И тут я понял, что больше не могу пошевелиться. Этим последним рывком мой организм исчерпал все оставшиеся и без того немногочисленные ресурсы. Я откинулся на спину, прижавшись затылком к холодным камням, закрыл глаза и погрузился в некое подобие дрёмы. Опасности нет, пульсировал разгоряченный мозг. Опасности нет, отзывалась истерзанная, измотанная плоть. Опасности нет. Больше нет. Что бы там не случилось дальше — я выживу. Я вернусь домой. Десять минут назад меня готовились прикончить, отправить в небытие — а теперь я вне их досягаемости. Достаточно просто больше никуда не идти. Просто отсидеться здесь, пока все не закончится.

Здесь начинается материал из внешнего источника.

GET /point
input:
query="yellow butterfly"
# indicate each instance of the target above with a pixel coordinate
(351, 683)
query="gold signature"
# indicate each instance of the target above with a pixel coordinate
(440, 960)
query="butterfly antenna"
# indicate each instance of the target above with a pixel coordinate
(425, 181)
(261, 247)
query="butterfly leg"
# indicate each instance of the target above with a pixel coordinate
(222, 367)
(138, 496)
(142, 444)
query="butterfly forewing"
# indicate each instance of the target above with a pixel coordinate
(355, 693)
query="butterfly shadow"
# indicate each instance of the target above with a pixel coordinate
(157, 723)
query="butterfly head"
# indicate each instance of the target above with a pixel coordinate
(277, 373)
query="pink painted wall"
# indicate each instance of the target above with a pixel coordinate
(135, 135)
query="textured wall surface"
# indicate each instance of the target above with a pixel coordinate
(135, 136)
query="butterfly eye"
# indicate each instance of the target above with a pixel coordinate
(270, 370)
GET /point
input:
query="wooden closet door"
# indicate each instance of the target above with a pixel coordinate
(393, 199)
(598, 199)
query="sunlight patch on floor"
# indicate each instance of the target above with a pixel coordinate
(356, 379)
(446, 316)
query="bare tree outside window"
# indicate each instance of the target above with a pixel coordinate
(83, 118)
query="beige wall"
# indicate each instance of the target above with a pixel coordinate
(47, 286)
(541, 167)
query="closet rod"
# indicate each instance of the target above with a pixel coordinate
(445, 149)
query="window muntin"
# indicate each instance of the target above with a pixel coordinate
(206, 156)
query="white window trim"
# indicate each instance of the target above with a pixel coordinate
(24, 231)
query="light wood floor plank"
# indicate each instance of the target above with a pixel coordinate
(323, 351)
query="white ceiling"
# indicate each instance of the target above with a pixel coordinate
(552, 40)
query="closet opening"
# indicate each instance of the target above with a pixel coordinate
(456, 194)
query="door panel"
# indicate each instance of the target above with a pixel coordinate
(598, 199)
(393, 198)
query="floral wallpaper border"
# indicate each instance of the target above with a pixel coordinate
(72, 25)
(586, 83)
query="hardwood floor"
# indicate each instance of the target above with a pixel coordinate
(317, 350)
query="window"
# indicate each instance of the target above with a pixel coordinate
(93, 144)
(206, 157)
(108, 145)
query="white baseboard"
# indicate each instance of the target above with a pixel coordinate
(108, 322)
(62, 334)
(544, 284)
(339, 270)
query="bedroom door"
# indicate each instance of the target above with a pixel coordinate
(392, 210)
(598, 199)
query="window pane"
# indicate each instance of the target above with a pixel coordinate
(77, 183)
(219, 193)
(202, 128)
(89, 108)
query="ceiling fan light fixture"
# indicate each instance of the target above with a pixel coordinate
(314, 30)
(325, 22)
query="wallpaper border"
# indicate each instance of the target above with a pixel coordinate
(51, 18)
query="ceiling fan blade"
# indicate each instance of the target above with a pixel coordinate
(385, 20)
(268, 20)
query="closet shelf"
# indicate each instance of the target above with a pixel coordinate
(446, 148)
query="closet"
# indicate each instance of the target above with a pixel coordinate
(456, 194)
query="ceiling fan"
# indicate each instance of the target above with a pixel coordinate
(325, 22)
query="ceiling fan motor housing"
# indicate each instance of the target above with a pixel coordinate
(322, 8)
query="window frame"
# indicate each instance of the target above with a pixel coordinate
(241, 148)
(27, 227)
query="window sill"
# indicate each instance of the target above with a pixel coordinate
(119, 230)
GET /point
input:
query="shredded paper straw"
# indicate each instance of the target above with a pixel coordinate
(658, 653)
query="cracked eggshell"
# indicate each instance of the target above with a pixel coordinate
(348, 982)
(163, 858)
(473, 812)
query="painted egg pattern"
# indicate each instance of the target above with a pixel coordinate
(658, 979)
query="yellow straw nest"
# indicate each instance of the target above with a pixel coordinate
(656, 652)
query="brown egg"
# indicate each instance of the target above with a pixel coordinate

А Женя? Он сейчас с Геликом и его бойцами снаружи. Возле деревни. Если повезет, можно их перехватить. Навести силовиков. Но где деревня, где силовики… Где я сам? И где тот Женя, которого я знал и к которому, несмотря на все его чудачества, относился с такой искренней симпатией? Нет его. Как нет и той дружбы, что нас связывала. Он продал ее Юрьеву вместе с самим собой. Нет, нет, нет. Я никуда не пойду. Он выбрал свою судьбу. Добровольно. И это он затащил меня в ад, из которого я только что выбрался. Он и его драгоценный Юрьев. Чертов Юрьев, будь ты проклят. И Ааронов тоже. И громобои. И Женя.